项目所依赖的包主要有tensorflow,matplotlib,pandas,sklearn,numpy等等,这里有些包在你装好Anaconda时就已经存在,通过在终端中输入
conda list
就可以知道已有的python包,要安装本来没有的,只要在终端中输入
conda install tensorflow
就行,这里以tensorflow举例 。
数据基于加利福尼亚州 1990 年的人口普查数据。
参考教程:https://developers.google.cn/machine-learning/crash-course/first-steps-with-tensorflow/programming-exercises
通过TensorFlow实现一个线性回归的模型大致分为如下几个步骤:
直接给出完整代码,注释中对代码都做出了解释。
first_steps_with_tensorflow.py文件
#!/usr/bin/python
# -*- coding: UTF-8 -*-
from __future__ import print_function
import math
from IPython import display
from matplotlib import cm
from matplotlib import gridspec
from matplotlib import pyplot as plt
import numpy as np
import pandas as pd
from sklearn import metrics
import tensorflow as tf
from tensorflow.python.data import Dataset
#一些初始化设定
tf.logging.set_verbosity(tf.logging.ERROR)
pd.options.display.max_rows = 10
pd.options.display.float_format = '{:.1f}'.format
#通过pandas从特定网址加载数据集
california_housing_dataframe = pd.read_csv("https://download.mlcc.google.com/mledu-datasets/california_housing_train.csv", sep=",")
#对数据进行随机化处理,调用了numpy中的函数
california_housing_dataframe = california_housing_dataframe.reindex(
np.random.permutation(california_housing_dataframe.index))
#将房价统一除1000方便后续处理
california_housing_dataframe["median_house_value"] /= 1000.0
#调用print函数才会显示内容
print(california_housing_dataframe.describe())

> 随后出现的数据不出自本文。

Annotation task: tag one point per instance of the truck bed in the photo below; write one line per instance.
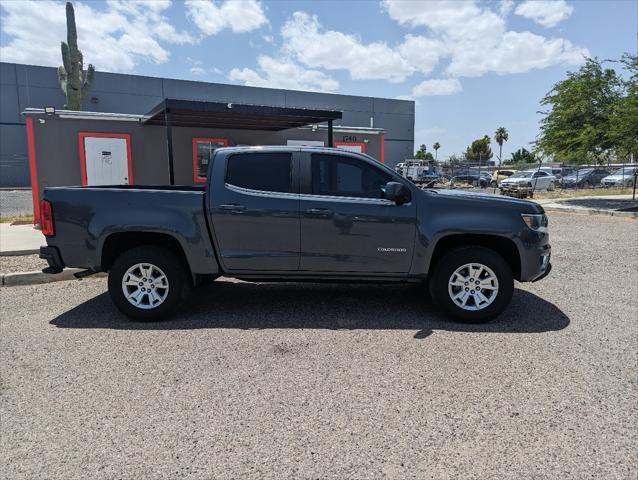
(88, 217)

#-------- step1:定义特征并配置特征列 ----------#
#比如提取total_rooms这一列
my_feature = california_housing_dataframe[["total_rooms"]]
#定义一个特征列,特征列仅存储对特征数据的描述,但不包含特征数据本身
feature_columns = [tf.feature_column.numeric_column("total_rooms")]

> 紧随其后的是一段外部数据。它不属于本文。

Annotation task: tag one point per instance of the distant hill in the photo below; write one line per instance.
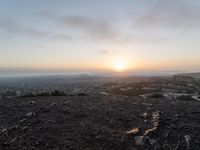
(194, 75)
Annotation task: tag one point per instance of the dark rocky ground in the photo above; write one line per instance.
(108, 120)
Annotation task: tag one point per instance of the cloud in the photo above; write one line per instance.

#-------- step2:定义目标 ----------#
#这里的目标显然是房价
targets = california_housing_dataframe["median_house_value"]
#-------- step3:配置线性回归模型 ----------#
#使用梯度下降算法作为优化模型的方法,这里学习率设为0.00000001
my_optimizer = tf.train.GradientDescentOptimizer(learning_rate = 0.00000001)
#将梯度裁剪应用到优化器,梯度裁剪可确保梯度大小在训练期间不会变得过大,过大会导致梯度下降失败
my_optimizer = tf.contrib.estimator.clip_gradients_by_norm(my_optimizer,5.0)

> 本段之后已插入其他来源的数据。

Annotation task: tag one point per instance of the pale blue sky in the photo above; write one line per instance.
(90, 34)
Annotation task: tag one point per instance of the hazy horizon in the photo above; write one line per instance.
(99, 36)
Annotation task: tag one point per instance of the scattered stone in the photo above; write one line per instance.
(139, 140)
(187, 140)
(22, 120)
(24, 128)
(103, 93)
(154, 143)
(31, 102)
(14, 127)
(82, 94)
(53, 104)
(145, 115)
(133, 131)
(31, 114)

#根据定义好的feature_columns和my_optimizer来配置线性回归模型
linear_regressor = tf.estimator.LinearRegressor(
feature_columns = feature_columns,
optimizer = my_optimizer
)
#-------- step4:定义输入函数 ----------#
# 要将加利福尼亚州住房数据导入 LinearRegressor,我们需要定义一个输入函数,让它告诉 TensorFlow 如何对数据进行预处理,以及在模型训练期间如何批处理、随机处理和重复数据。
# 首先,我们将 Pandas 特征数据转换成 NumPy 数组字典。然后,我们可以使用 TensorFlow Dataset API 根据我们的数据构建 Dataset 对象,并将数据拆分成大小为 batch_size 的多批数据,以按照指定周期数 (num_epochs) 进行重复。
# 注意:如果将默认值 num_epochs=None 传递到 repeat(),输入数据会无限期重复。
# 然后,如果 shuffle 设置为 True,则我们会对数据进行随机处理,以便数据在训练期间以随机方式传递到模型。buffer_size 参数会指定 shuffle 将从中随机抽样的数据集的大小。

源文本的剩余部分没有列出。